Im currently working on a scraper where I am trying to figure out how I can assign proxies that are avaliable to use, meaning that if I use 5 threads and if thread-1 uses proxy A, no other threads should be able to access proxy A and should try do randomize all available proxy pool.

import random
import time
from threading import Thread

import requests

list_op_proxy = [
    "http://test.io:12345",
    "http://test.io:123456",
    "http://test.io:1234567",
    "http://test.io:12345678"
]

session = requests.Session()


def handler(name):
    while True:
        try:
            session.proxies = {
                'https': f'http://{random.choice(list_op_proxy)}'
            }
            with session.get("https://stackoverflow.com"):
                print(f"{name} - Yay request made!")
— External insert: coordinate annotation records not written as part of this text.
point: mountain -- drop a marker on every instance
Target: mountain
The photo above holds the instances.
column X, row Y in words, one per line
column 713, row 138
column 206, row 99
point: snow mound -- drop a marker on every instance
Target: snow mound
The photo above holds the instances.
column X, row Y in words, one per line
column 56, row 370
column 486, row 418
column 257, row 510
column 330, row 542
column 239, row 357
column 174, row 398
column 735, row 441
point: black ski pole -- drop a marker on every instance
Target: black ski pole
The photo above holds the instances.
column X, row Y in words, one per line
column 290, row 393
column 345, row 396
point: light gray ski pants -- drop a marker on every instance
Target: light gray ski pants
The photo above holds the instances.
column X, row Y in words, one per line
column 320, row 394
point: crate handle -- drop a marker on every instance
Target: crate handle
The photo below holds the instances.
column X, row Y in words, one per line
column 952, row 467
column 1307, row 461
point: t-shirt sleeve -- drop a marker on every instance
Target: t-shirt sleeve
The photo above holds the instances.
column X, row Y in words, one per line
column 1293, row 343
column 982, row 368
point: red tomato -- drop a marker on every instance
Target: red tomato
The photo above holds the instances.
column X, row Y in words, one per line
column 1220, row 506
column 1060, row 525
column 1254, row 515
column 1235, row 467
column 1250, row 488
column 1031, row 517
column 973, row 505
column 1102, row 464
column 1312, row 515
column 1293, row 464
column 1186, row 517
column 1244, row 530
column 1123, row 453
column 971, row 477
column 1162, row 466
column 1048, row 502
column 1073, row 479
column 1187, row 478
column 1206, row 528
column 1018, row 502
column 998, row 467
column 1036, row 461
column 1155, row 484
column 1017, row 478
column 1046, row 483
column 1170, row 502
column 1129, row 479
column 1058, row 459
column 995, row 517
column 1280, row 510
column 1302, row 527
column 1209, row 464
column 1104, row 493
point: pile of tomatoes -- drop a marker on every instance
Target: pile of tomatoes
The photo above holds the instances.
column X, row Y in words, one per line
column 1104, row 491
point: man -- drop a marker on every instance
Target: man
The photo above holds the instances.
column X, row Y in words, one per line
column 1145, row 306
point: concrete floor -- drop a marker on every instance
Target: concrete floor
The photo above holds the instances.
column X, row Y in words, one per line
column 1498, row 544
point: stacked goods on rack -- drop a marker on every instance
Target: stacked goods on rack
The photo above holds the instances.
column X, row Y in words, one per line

            time.sleep(random.randint(5, 10))
        except requests.exceptions as err:
            print(f"Error! Lets try again! {err}")
            continue

        except Exceptions as err:
            print(f"Error! Lets debug! {err}")
            raise Exception


for i in range(5):
    Thread(target=handler, args=(f'Thread {i}',)).start()

I wonder how I can create a way where I can use proxies that are available and not being used in any threads and “block” the proxy to not be able to be used to other threads and release once it is finished?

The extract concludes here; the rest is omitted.